At the stroke of the midnight hour, when the world sleeps, India will awake to life and freedom. A moment comes, which comes but rarely in history, when we step out from the old to the new, when an age ends, and when the soul of a nation, long suppressed, finds utterance.
It is fitting that at this solemn moment we take the pledge of dedication to the service of India and her people and to the still larger cause of humanity.
At the dawn of history India started on her unending quest, and trackless centuries are filled with her striving and the grandeur of her success and her failures. Through good and ill fortune alike she has never lost sight of that quest or forgotten the ideals which gave her strength. We end today a period of ill fortune and India discovers herself again.
The achievement we celebrate today is but a step, an opening of opportunity, to the greater triumphs and achievements that await us.
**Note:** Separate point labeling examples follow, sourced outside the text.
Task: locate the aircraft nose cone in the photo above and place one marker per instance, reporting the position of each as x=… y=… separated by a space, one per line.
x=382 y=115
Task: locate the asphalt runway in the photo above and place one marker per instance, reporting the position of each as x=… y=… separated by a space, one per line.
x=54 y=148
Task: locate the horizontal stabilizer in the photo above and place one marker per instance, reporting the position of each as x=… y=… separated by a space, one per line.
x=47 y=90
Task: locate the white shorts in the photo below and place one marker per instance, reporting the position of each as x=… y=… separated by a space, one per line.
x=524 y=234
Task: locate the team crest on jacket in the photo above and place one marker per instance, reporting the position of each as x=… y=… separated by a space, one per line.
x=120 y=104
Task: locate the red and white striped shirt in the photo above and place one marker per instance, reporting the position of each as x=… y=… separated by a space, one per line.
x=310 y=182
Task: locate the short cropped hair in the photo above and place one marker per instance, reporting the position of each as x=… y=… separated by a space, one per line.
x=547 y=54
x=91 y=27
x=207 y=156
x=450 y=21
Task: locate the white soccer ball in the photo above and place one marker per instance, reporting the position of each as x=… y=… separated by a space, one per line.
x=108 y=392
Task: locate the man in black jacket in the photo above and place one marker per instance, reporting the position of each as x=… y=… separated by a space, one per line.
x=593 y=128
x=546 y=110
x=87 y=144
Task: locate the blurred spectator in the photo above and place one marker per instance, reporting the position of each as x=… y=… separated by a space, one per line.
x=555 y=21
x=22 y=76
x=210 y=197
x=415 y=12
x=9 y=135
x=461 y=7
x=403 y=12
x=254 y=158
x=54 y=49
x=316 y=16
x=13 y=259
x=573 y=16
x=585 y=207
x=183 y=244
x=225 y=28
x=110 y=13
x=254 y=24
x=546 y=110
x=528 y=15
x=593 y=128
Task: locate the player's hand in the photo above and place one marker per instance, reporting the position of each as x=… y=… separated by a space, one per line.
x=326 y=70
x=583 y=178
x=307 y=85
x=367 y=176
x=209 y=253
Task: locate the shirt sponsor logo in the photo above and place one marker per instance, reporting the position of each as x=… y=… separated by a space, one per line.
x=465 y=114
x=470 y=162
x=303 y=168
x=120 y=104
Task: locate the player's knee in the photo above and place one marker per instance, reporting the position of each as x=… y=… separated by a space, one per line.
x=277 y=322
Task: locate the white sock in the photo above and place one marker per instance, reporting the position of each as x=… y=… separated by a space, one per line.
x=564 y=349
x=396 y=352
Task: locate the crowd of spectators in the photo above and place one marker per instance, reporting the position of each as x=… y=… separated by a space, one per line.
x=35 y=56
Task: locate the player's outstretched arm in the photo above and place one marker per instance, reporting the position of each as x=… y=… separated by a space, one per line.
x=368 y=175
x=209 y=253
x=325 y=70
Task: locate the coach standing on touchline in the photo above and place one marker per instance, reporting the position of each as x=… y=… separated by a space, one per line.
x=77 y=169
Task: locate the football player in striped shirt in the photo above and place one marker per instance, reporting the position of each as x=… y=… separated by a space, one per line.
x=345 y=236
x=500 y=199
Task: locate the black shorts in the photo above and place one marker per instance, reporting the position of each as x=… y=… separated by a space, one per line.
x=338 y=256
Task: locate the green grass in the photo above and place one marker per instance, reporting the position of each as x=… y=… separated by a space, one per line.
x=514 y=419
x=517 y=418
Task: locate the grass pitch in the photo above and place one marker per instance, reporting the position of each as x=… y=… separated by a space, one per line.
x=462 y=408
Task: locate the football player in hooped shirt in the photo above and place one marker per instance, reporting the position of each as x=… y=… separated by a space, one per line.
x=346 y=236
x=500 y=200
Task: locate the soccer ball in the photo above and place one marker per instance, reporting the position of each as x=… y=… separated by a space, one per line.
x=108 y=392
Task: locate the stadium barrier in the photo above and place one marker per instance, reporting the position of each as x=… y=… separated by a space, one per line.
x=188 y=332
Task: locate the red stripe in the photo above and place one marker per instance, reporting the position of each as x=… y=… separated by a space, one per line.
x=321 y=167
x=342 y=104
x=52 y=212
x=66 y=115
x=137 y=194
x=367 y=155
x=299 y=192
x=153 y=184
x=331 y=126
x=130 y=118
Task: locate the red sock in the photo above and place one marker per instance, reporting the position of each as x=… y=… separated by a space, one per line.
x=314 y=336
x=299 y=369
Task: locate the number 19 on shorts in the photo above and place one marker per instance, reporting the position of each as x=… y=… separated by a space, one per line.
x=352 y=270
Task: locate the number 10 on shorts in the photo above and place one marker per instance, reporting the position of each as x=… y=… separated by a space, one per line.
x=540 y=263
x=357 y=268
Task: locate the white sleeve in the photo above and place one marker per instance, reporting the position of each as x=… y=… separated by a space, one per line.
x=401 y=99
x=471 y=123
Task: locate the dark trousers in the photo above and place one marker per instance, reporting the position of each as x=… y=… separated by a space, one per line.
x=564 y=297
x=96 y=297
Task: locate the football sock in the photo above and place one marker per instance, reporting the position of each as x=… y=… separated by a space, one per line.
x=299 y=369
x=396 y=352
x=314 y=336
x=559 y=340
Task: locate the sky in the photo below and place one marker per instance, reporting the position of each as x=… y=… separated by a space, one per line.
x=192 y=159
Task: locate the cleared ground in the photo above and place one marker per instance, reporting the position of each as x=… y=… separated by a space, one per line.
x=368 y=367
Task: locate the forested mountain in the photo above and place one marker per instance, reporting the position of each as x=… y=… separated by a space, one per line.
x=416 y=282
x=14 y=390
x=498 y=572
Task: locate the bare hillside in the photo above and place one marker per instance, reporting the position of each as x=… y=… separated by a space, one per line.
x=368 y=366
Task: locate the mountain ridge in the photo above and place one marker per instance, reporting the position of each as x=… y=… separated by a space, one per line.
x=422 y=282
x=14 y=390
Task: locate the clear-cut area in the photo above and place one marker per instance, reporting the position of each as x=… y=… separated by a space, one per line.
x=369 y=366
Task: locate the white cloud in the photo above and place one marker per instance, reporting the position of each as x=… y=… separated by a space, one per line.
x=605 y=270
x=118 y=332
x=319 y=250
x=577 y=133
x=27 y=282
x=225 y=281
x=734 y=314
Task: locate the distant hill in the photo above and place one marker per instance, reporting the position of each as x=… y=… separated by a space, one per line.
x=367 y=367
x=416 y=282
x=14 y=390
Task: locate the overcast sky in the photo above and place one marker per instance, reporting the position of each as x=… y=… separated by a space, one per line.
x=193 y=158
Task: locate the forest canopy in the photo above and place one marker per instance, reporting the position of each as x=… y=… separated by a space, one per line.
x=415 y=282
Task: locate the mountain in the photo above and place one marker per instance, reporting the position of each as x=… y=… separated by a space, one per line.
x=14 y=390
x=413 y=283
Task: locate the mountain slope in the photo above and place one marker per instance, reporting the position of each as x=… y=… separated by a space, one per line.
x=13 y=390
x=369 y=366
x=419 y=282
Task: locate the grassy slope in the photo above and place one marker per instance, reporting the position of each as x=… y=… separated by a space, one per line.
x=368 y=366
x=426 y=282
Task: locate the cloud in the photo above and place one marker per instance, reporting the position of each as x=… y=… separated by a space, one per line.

Are we brave enough and wise enough to grasp this opportunity and accept the challenge of the future?
Freedom and power bring responsibility. The responsibility rests upon this assembly, a sovereign body representing the sovereign people of India. Before the birth of freedom we have endured all the pains of labour and our hearts are heavy with the memory of this sorrow. Some of those pains continue even now. Nevertheless, the past is over and it is the future that beckons to us now.
That future is not one of ease or resting but of incessant striving so that we may fulfil the pledges we have so often taken and the one we shall take today. The service of India means the service of the millions who suffer. It means the ending of poverty and ignorance and disease and inequality of opportunity.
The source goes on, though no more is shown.